5. Key Technical Components

Smoothing: Two-Stage Approach

from scipy.interpolate import UnivariateSpline
from sklearn.isotonic import IsotonicRegression

def smooth_curve(margins, renewal_probs, s=0.03):
    # Stage 1: Enforce monotonicity
    iso = IsotonicRegression(increasing=False, out_of_bounds='clip')
    probs_mono = iso.fit_transform(margins, renewal_probs)
    
    # Stage 2: Spline smoothing
    spline = UnivariateSpline(margins, probs_mono, s=s, k=3)
    return np.clip(spline(margins), 0, 1)

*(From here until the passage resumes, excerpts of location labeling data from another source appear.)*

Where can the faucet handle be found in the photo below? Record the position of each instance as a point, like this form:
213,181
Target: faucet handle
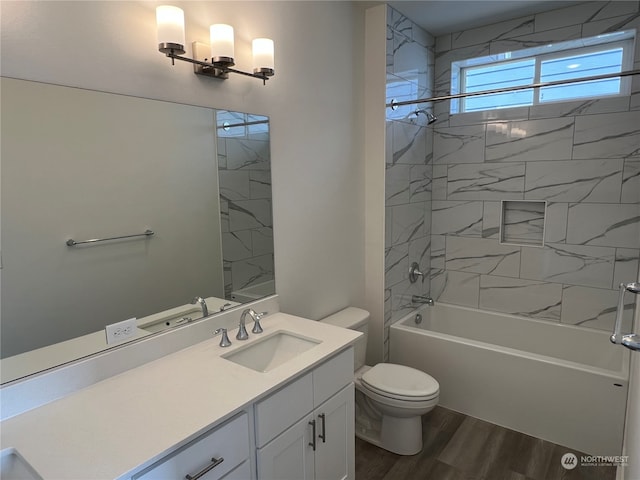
224,341
257,328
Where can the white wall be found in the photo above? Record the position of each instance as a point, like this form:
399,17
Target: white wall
314,103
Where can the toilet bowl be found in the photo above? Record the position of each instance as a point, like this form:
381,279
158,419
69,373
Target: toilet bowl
390,398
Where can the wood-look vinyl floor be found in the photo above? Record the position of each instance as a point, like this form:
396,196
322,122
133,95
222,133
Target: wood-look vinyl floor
458,447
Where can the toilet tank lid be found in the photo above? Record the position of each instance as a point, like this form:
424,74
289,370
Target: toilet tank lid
350,317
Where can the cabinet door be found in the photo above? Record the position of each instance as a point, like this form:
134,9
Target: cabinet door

Why: Causal predictions are noisy at extremes; smoothing ensures monotonicity and stability

Segmentation: Elasticity-Based

Price elasticity: $\varepsilon = \frac{\Delta P(\text{renew}) / P(\text{renew})}{\Delta \text{price} / \text{price}}$

def create_segments(df, n_segments=20):
    # Calculate elasticity for each mortgage
    elasticities = calculate_arc_elasticity(df)
    
    # Quantile-based segmentation
    df['segment'] = pd.qcut(elasticities, q=n_segments, labels=False)
    
    return df

Benefit: Reduces from O(millions) to O(thousands) of variables

Optimization: Three Approaches

1. Discrete (Differential Evolution):

  • Select from exact 200 price points
  • Global search over discrete grid
  • Use for non-smooth objectives

2. Continuous (SLSQP):

  • Interpolate between prices (cubic splines)
  • Smooth optimization landscape
  • Faster convergence

3. Linear Programming (Recommended):

  • Formulate as discrete choice (MIP)
  • Provably optimal solution
  • Fastest for large-scale problems
from ortools.linear_solver import pywraplp

def optimize_lp(segment_data, min_volume):
    solver = pywraplp.Solver.CreateSolver('GLOP')
    
    # Binary variables: y[s,p] = 1 if segment s chooses price p
    y = {(s,p): solver.BoolVar(f'y_{s}_{p}') 
         for s in segments for p in prices}
    
    # Each segment chooses exactly one price
    for s in segments:
        solver.Add(sum(y[s,p] for p in prices) == 1)
    
    # Objective: maximize profit
    solver.Maximize(sum(y[s,p] * profit[s,p] for s,p in y))
    
    # Volume constraint
    solver.Add(sum(y[s,p] * volume[s,p] for s,p in y) >= min_volume)
    
    solver.Solve()
    return extract_solution(y)

6. Performance Metrics

Computational Complexity:

  • Without segmentation: O(millions of mortgages) - infeasible
  • With segmentation: O(10 segments × 4 terms × 200 prices) ≈ 8K variables
  • Solve time: <1 minute

Typical Results:

  • Profit lift: 8-15% vs one-size-fits-all
  • Volume control: Guaranteed 85-95% retention
  • Segmentation efficiency: 90% of personalization value at 1% computational cost

7. Validation Strategy

Backtesting

for month in historical_months:
    train = data[data.month < month]
    test = data[data.month == month]
    
    recommendations = optimizer.run(train)
    actuals = test.merge(recommendations)
    
    metrics[month] = {
        'predicted_profit': recommendations.profit.sum(),
        'actual_profit': actuals.profit.sum(),
        'error': abs(predicted - actual) / actual
    }

8. Key Takeaways

Aspect Causal Model Alone With Optimization
Predictions
Portfolio constraints
Segment pricing
Multi-term coordination
Volume guarantees
Actionable decisions

Bottom Line: Causal models predict elasticity to the price/rate; optimization prescribes strategy under real-world constraints.